The reusability of the 3-fsa-MSNT and 5-fsa-MSNT sensors after sensing the Fe(III) has been tested. Many substances have been tested to be the best eluents, but EDTA was found as a perfect recycling reagent. This could be because of its great capacity to remove metal ions from complexes.[49] The used 3-fsa-MSNT and 5-fsa-MSNT sensors can recover their functionality after stirring them with 0.1 M EDTA for 1 h. The recycled 3-fsa-MSNT and 5-fsa-MSNT sensors were exposed again to a solution of Fe(III) ions. This procedure was repeated eight times. The 3-fsa-MSNT and 5-fsa-MSNT sensors’ sensing efficiency was estimated from the equation (A/Ao)% during the detection of the Fe(III) ions in each recycle, where A is the absorbance of 3-fsa-MSNT and 5-fsa-MSNT sensors after reusability and Ao is the initial absorbance. The findings (Figure S5) showed that the 3-fsa-MSNT and 5-fsa-MSNT sensors kept their efficiency (90%) even after eight-time recycling.

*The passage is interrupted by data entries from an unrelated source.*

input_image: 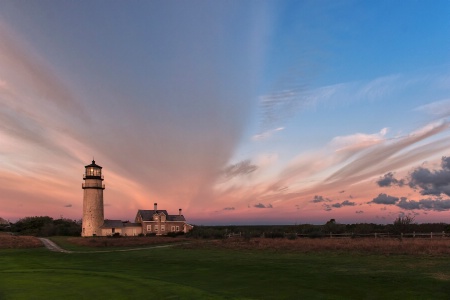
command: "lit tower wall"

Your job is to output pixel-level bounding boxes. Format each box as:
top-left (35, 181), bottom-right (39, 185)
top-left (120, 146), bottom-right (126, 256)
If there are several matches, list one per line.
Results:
top-left (81, 160), bottom-right (105, 236)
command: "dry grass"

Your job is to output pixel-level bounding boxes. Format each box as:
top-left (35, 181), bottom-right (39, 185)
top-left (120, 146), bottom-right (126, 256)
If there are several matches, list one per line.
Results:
top-left (184, 238), bottom-right (450, 255)
top-left (67, 236), bottom-right (186, 248)
top-left (0, 232), bottom-right (43, 249)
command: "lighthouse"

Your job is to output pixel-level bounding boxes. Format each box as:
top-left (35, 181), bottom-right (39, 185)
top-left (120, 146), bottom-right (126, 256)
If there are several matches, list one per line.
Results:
top-left (81, 160), bottom-right (105, 236)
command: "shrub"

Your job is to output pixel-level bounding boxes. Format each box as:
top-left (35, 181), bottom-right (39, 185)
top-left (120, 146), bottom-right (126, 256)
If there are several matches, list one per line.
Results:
top-left (286, 233), bottom-right (297, 240)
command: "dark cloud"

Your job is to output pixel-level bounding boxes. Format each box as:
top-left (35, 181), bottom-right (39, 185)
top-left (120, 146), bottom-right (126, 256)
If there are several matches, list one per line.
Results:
top-left (311, 195), bottom-right (331, 203)
top-left (224, 159), bottom-right (258, 179)
top-left (331, 200), bottom-right (356, 208)
top-left (322, 203), bottom-right (332, 211)
top-left (397, 198), bottom-right (450, 211)
top-left (369, 194), bottom-right (399, 205)
top-left (377, 172), bottom-right (405, 187)
top-left (409, 156), bottom-right (450, 196)
top-left (253, 203), bottom-right (272, 208)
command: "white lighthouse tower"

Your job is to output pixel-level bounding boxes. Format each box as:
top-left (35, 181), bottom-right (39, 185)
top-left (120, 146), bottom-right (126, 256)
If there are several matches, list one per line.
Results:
top-left (81, 160), bottom-right (105, 236)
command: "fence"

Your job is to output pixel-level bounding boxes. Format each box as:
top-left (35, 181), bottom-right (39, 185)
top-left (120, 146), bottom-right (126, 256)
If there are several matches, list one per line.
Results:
top-left (296, 231), bottom-right (450, 239)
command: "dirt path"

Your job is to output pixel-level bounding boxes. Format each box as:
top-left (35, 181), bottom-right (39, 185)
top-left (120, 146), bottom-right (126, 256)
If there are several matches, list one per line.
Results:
top-left (39, 238), bottom-right (189, 253)
top-left (39, 238), bottom-right (73, 253)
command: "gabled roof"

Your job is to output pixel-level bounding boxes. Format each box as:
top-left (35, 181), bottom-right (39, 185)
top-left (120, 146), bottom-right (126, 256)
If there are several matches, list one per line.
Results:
top-left (138, 209), bottom-right (186, 222)
top-left (123, 222), bottom-right (142, 227)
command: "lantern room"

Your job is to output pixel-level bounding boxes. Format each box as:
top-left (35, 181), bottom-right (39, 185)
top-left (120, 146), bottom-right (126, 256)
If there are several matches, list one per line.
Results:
top-left (83, 160), bottom-right (103, 180)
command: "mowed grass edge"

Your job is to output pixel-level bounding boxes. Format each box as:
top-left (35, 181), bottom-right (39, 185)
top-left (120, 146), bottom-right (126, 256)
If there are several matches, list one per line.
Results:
top-left (0, 242), bottom-right (450, 299)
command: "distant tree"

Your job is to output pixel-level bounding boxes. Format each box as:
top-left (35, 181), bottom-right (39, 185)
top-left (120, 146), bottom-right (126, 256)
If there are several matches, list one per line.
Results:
top-left (11, 216), bottom-right (81, 236)
top-left (392, 215), bottom-right (417, 234)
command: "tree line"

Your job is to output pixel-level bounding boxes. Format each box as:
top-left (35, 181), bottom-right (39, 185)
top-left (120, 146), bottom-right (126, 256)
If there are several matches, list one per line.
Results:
top-left (0, 216), bottom-right (81, 236)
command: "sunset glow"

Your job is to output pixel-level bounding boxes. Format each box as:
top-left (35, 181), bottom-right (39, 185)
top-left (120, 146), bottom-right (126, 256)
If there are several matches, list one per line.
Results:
top-left (0, 0), bottom-right (450, 225)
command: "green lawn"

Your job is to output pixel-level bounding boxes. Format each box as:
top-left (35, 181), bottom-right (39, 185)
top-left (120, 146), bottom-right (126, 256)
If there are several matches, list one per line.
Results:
top-left (0, 247), bottom-right (450, 300)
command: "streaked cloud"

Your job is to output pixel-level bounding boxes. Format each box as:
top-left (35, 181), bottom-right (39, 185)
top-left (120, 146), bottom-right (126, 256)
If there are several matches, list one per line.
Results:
top-left (377, 172), bottom-right (405, 187)
top-left (252, 127), bottom-right (284, 141)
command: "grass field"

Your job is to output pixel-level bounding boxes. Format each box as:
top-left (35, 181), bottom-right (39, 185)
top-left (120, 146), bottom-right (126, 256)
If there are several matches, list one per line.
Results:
top-left (0, 240), bottom-right (450, 300)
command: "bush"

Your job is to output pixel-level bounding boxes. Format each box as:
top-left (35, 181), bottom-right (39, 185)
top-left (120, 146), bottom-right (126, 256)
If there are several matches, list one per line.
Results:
top-left (286, 233), bottom-right (297, 240)
top-left (264, 231), bottom-right (284, 239)
top-left (307, 231), bottom-right (325, 239)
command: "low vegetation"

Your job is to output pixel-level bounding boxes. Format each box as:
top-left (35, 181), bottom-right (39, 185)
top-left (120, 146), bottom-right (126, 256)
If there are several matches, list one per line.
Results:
top-left (66, 236), bottom-right (186, 248)
top-left (0, 238), bottom-right (450, 300)
top-left (8, 216), bottom-right (81, 236)
top-left (183, 238), bottom-right (450, 255)
top-left (0, 232), bottom-right (43, 249)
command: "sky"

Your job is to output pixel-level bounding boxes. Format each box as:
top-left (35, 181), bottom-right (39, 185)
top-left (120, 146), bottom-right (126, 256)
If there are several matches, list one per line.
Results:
top-left (0, 0), bottom-right (450, 225)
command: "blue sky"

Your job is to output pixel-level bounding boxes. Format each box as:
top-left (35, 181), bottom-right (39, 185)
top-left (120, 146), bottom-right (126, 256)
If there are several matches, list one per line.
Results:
top-left (0, 1), bottom-right (450, 224)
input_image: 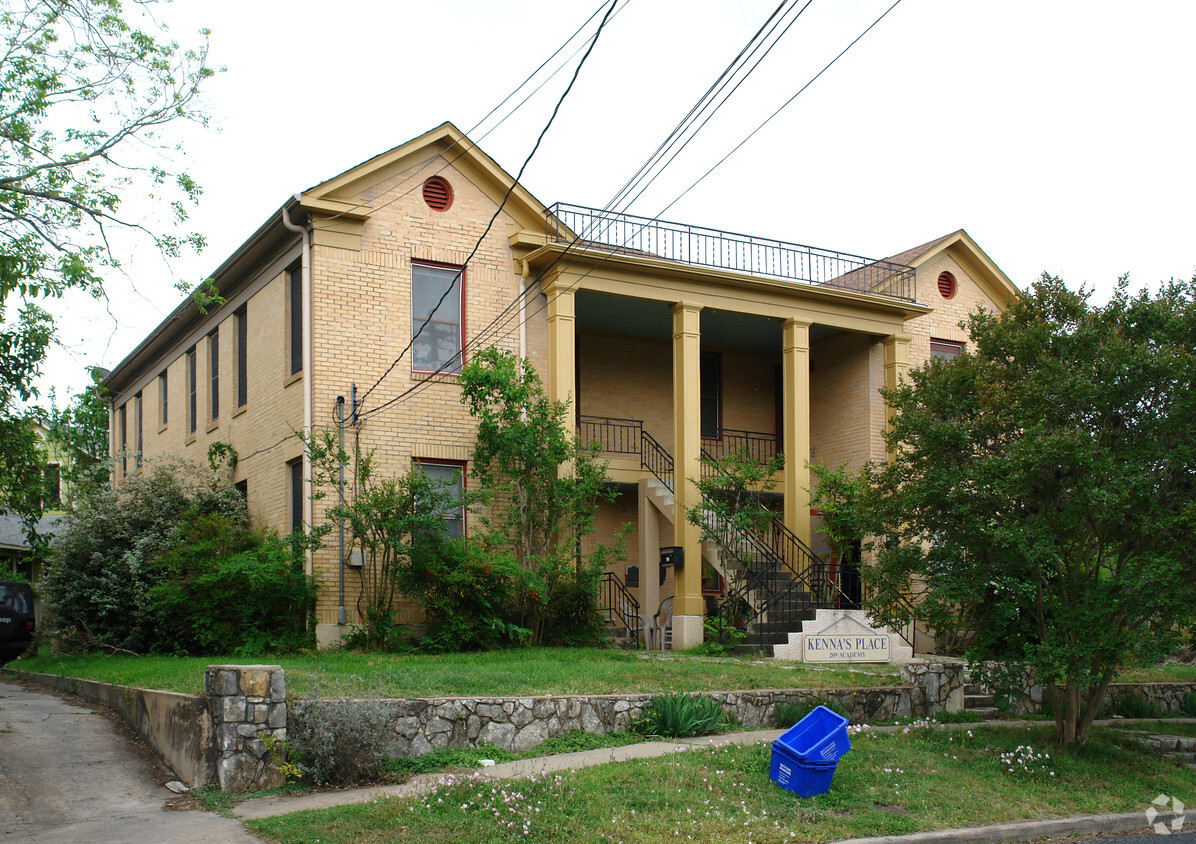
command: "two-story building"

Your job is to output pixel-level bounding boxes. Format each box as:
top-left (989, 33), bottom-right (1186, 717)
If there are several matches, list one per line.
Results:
top-left (104, 123), bottom-right (1017, 647)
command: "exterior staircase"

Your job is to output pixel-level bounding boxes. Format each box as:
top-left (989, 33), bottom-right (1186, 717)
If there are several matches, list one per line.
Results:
top-left (640, 432), bottom-right (847, 655)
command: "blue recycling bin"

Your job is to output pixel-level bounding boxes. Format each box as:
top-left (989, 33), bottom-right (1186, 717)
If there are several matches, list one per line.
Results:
top-left (768, 741), bottom-right (838, 797)
top-left (776, 707), bottom-right (852, 764)
top-left (768, 707), bottom-right (852, 797)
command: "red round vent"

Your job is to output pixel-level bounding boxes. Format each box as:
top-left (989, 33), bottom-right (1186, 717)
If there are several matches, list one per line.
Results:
top-left (423, 176), bottom-right (452, 210)
top-left (937, 270), bottom-right (956, 299)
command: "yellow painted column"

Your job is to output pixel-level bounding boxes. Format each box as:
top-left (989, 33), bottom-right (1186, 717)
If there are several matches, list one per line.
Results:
top-left (885, 334), bottom-right (913, 459)
top-left (543, 281), bottom-right (576, 420)
top-left (672, 302), bottom-right (706, 648)
top-left (781, 318), bottom-right (810, 545)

Determination of the Fe(III) Ions in the Real Sample

As the 3-fsa-MSNT and 5-fsa-MSNT sensors have high selectivity and sensitivity, they were checked to determine the Fe(III) ions in the real samples (tap water, river water, seawater, and pharmaceutical sample). The spectrophotometric and fluorometric methods were selected to determine the Fe(III) ions in all samples as they were more sensitive. All the results of the determination by the 3-fsa-MSNT and 5-fsa-MSNT sensors were compared with those obtained using the ICP-OES technique. Table shows that the recoveries of the Fe(III) ions were between 83 and 116%. The spiked Fe(III) ions can be recovered with high precision from these samples, although the real samples are complex and contain components that can be a conflict with calculations. This indicates that the proposed method can be used for the determination of the Fe(III) ions with high selectivity and sensitivity in the real samples.

Conclusions

In this work, novel chemical sensors based on mesoporous silica nanotubes have been used to detect Fe(III) ions in aqueous media. The Fe(III) ions were determined with remarkable sensitivity by the 3-fsa-MSNT and 5-fsa-MSNT sensors that result. The time it took to reach a reliable signal was minimal (less than 15 s). The color of the resultant 3-fsa-MSNT and 5-fsa-MSNT sensors changed after meeting a very low concentration of Fe(III) ions. Color changes can be seen by the naked eye and tracked with a smartphone or fluorometric or spectrophotometric techniques. The suggested methods were validated in terms of LOD, LOQ, linearity, and precision according to ICH guidelines. The lowest limit of detection obtained from the spectrophotometric technique was 18 ppb for Fe(III) ions. In addition, the results showed that the two sensors can be used eight times after recycling using 0.1 M EDTA as eluent with high efficiency (90%). As a result, the two sensors were successfully used to determine Fe(III) in a variety of real samples (tap water, river water, seawater, and pharmaceutical samples) with great sensitivity and selectivity.